Focus On The Waukesha Diversion Deal Turning Towards Infrastructure
An effort by the city of Waukesha to source its drinking water from Lake Michigan is well over a decade in the making.
March 16, 2017
An effort by the city of Waukesha to source its drinking water from Lake Michigan is well over a decade in the making. Seeking to address radium contamination in its groundwater, and following years of discussion, planning and controversy, the Milwaukee suburb received formal approval in June 2016 under the terms of the Great Lakes Compact. The deal still faces opposition, though, including through an administrative appeal mounted by officials from other U.S. and Canadian cities in the Great Lakes region.
The Waukesha Water Diversion, as the project is formally termed, also has more standard goals to reach in the form of developing infrastructure and building regional relationships with the affected communities. The city’s water utility has been working on how it will return treated wastewater to Lake Michigan via the Root River, which will have implications for water quality and chemistry in the region, including in levels of phosphorus. The city also recently unveiled a marketing campaign called the Great Water Alliance with an eye towards its next steps in the diversion project.

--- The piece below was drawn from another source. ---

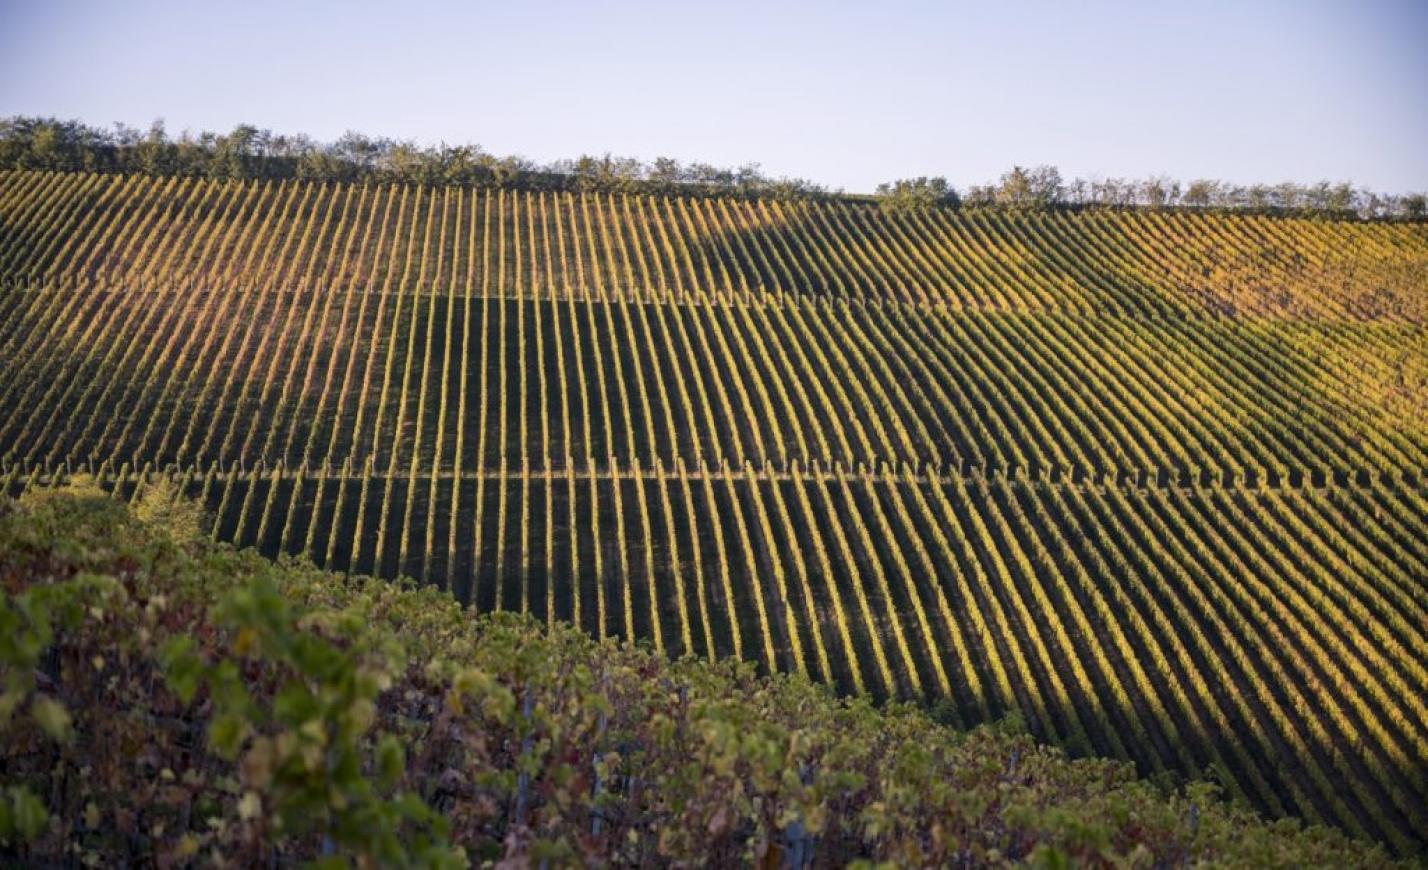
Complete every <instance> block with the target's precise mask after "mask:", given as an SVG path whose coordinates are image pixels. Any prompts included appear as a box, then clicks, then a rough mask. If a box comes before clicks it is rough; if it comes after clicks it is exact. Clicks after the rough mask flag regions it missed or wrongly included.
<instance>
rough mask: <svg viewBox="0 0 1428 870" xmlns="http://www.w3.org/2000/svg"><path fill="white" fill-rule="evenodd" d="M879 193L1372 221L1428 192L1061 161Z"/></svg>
mask: <svg viewBox="0 0 1428 870" xmlns="http://www.w3.org/2000/svg"><path fill="white" fill-rule="evenodd" d="M877 194H878V199H880V200H881V201H883V203H884V204H885V206H888V207H895V209H907V207H932V206H950V207H972V209H977V207H982V209H984V207H1002V209H1012V210H1048V209H1087V207H1104V209H1201V210H1221V211H1252V213H1262V214H1318V216H1332V217H1361V219H1365V220H1422V219H1424V217H1428V196H1425V194H1422V193H1409V194H1402V196H1392V194H1382V193H1375V191H1372V190H1367V189H1362V187H1354V186H1352V184H1349V183H1348V181H1339V183H1332V181H1319V183H1318V184H1298V183H1295V181H1284V183H1279V184H1248V186H1247V184H1231V183H1228V181H1218V180H1215V179H1197V180H1194V181H1188V183H1181V181H1177V180H1175V179H1170V177H1167V176H1151V177H1148V179H1072V180H1070V181H1067V180H1064V179H1062V177H1061V171H1060V170H1058V169H1057V167H1054V166H1037V167H1030V169H1027V167H1020V166H1015V167H1012V169H1011V170H1010V171H1007V173H1004V174H1002V176H1001V179H998V180H997V181H994V183H990V184H972V186H971V187H968V189H967V191H965V193H960V191H958V190H957V189H954V187H952V186H951V184H950V183H948V181H947V179H944V177H918V179H900V180H897V181H891V183H888V184H880V186H878V190H877Z"/></svg>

In a March 10, 2017 interview on Wisconsin Public Television’s Here And Now, anchor Frederica Freyberg spoke with WisContext associate editor Scott Gordon about the status of the Waukesha water deal.
This water will not start flowing overnight, though. The city of Waukesha still needs to construct the necessary infrastructure to source water from and return it to Lake Michigan, including a connection to the Oak Creek water utility, from which it is sourcing these new supplies, as well as a connection to and outflow facilities on the Root River in Franklin. Should the project proceed pending administrative or legal challenges, construction is projected to begin around 2019 with a goal of turning on the faucet by 2023.